The vacuum decay leak test is a non-destructive test method used to detect leaks in packaging to ensure container closure integrity (CCI).

Vacuum Decay

The method can be used to identify gross defects and micron leaks in pharmaceutical, medical device and food packaging.

Vacuum decay leak testing is an approved ASTM F2338-09 standard test method and is a FDA recognized consensus standard for non-destructive detection of leaks in packages.

Vacuum Decay

How does vacuum decay testing work?

To conduct a vacuum decay test, a container is placed in a tightly fitted chamber which is evacuated to a predetermined level of vacuum. After reaching the pre-set vacuum, a sensor measures the vacuum level over a predetermined time.

If the integrity of the container under test has been compromised (it has a leak), there will be a rise in pressure measured inside the chamber. This will result in a) a gross leak, if the vacuum doesn’t reach the pre-set vacuum level; b) a medium leak, if the vacuum level drops below a pre-set vacuum level during the test or c) a decay or micron leak, if the vacuum level exceeds the decay limit during the test time.

What type of containers can be tested using vacuum decay?

The vacuum decay test method can be used to test an array of non-porous flexible, rigid and semi-rigid packaging.

Non-lidded trays, and trays and cups sealed with non-porous lidding material can be tested if they can be masked or blocked during testing to create a completely sealed package.
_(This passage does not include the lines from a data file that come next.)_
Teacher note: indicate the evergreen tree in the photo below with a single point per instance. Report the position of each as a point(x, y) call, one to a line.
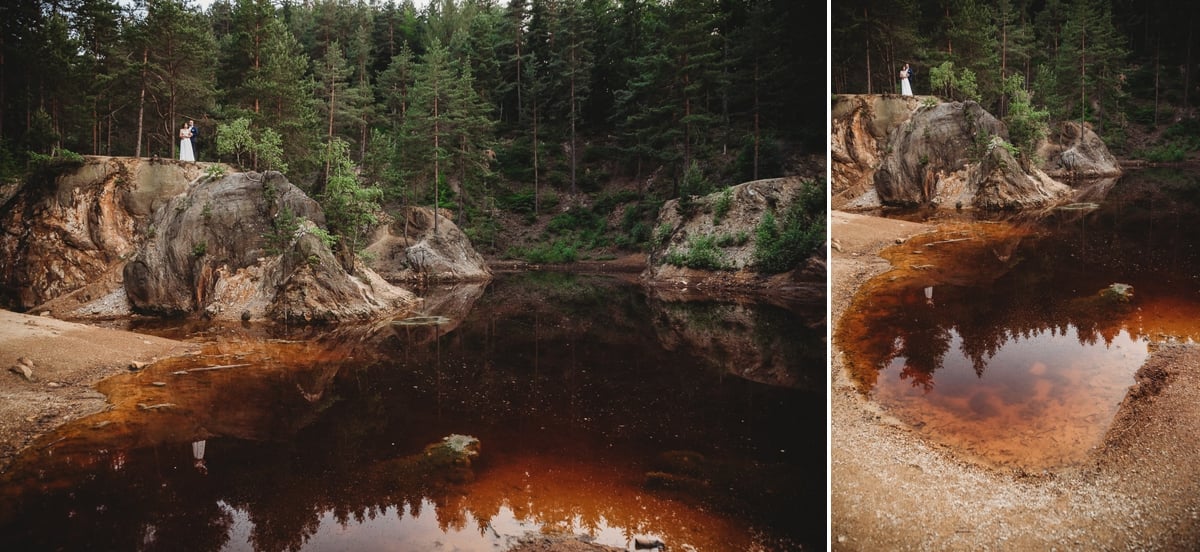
point(426, 130)
point(285, 94)
point(180, 66)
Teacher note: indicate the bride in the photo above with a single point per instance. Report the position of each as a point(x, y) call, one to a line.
point(185, 144)
point(905, 88)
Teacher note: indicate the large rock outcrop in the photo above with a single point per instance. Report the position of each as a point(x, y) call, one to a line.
point(733, 237)
point(1075, 151)
point(858, 139)
point(63, 232)
point(407, 250)
point(249, 246)
point(907, 153)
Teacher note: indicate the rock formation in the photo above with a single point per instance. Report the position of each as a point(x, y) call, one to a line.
point(735, 238)
point(64, 232)
point(407, 250)
point(906, 153)
point(249, 246)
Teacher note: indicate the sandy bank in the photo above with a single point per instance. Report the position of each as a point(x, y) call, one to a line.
point(894, 491)
point(67, 360)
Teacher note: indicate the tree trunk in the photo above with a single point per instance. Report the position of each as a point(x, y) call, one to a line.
point(437, 167)
point(1157, 42)
point(868, 49)
point(574, 190)
point(756, 129)
point(142, 102)
point(537, 190)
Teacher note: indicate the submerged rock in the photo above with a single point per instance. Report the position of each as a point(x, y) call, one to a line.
point(1117, 292)
point(63, 232)
point(951, 155)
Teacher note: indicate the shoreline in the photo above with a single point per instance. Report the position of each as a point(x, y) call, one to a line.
point(892, 490)
point(69, 359)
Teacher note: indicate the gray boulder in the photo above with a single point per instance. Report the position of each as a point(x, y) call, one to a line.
point(1001, 184)
point(1075, 151)
point(61, 233)
point(936, 141)
point(407, 250)
point(249, 246)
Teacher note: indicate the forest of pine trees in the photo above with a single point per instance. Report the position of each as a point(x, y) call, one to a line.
point(472, 105)
point(1127, 67)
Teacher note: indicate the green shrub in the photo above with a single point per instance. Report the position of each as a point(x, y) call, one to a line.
point(559, 251)
point(607, 202)
point(783, 247)
point(575, 220)
point(1168, 153)
point(721, 205)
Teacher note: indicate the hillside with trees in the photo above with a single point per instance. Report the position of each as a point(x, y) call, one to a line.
point(1127, 69)
point(565, 121)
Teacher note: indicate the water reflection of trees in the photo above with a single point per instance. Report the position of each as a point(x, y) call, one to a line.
point(1050, 285)
point(576, 361)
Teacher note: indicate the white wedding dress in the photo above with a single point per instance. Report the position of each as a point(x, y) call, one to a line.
point(185, 148)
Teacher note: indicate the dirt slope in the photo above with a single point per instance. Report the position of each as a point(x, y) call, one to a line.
point(67, 360)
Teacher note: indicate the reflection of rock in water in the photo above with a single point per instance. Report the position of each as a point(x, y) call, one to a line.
point(745, 340)
point(445, 462)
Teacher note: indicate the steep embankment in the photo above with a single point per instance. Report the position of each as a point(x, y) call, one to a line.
point(907, 151)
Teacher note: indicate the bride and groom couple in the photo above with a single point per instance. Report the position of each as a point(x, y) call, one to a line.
point(187, 135)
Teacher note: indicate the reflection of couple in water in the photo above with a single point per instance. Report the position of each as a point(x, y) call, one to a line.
point(198, 457)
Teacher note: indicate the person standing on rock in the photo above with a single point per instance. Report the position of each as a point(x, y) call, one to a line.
point(196, 132)
point(185, 144)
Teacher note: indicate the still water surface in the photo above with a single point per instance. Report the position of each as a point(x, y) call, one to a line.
point(991, 336)
point(600, 411)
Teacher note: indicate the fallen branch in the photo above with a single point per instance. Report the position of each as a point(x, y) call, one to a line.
point(209, 369)
point(143, 406)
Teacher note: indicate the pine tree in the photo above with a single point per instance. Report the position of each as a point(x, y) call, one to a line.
point(180, 66)
point(426, 133)
point(286, 95)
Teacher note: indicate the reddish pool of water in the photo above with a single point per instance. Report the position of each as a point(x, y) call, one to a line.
point(993, 337)
point(600, 411)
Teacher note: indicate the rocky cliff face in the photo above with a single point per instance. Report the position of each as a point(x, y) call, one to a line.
point(1074, 151)
point(909, 151)
point(120, 235)
point(65, 232)
point(748, 204)
point(407, 250)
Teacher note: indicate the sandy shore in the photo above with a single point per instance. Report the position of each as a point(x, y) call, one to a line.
point(67, 360)
point(893, 491)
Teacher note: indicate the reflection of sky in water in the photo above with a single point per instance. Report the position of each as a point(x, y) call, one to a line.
point(394, 529)
point(1042, 401)
point(577, 390)
point(1020, 361)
Only then can a change in pressure inside the chamber be measured, due to gas or vapor escaping from the masked or blocked tray or cup.

Packages that can be tested utilizing the vacuum decay test method include (but are not limited to):

  • Rigid, non-porous containers including:
    • Plastic screw capped bottles containing solids (tablets, capsules, powders) or liquids (with significant gas headspace volume)
    • Glass or plastic vials containing liquids (with significant gas headspace volume) or solids (powders)
    • Glass or plastic ampoules containing liquids
    • Glass pre-filled syringes containing liquids or solids (lyophilized powders)
    • Ophthalmic dropper tip bottles containing liquids
    • Blow Fill Seal bottle or strip containing liquid
  • Flexible, non-porous packages including bags and pouches containing solids (powders, medical devices)
  • Sealed cups or trays containing solids (tablets, capsules, powder or devices)
  • Non-lidded, empty cups or trays
Vacuum Decay

USP 1207

Vacuum decay testing is also referenced in the revised USP 1207 guidance in which deterministic methods are preferred over probabilistic procedures such as the bubble test or blue bath method. The revised chapter will be applied to vials, ampoules, syringes, and bags.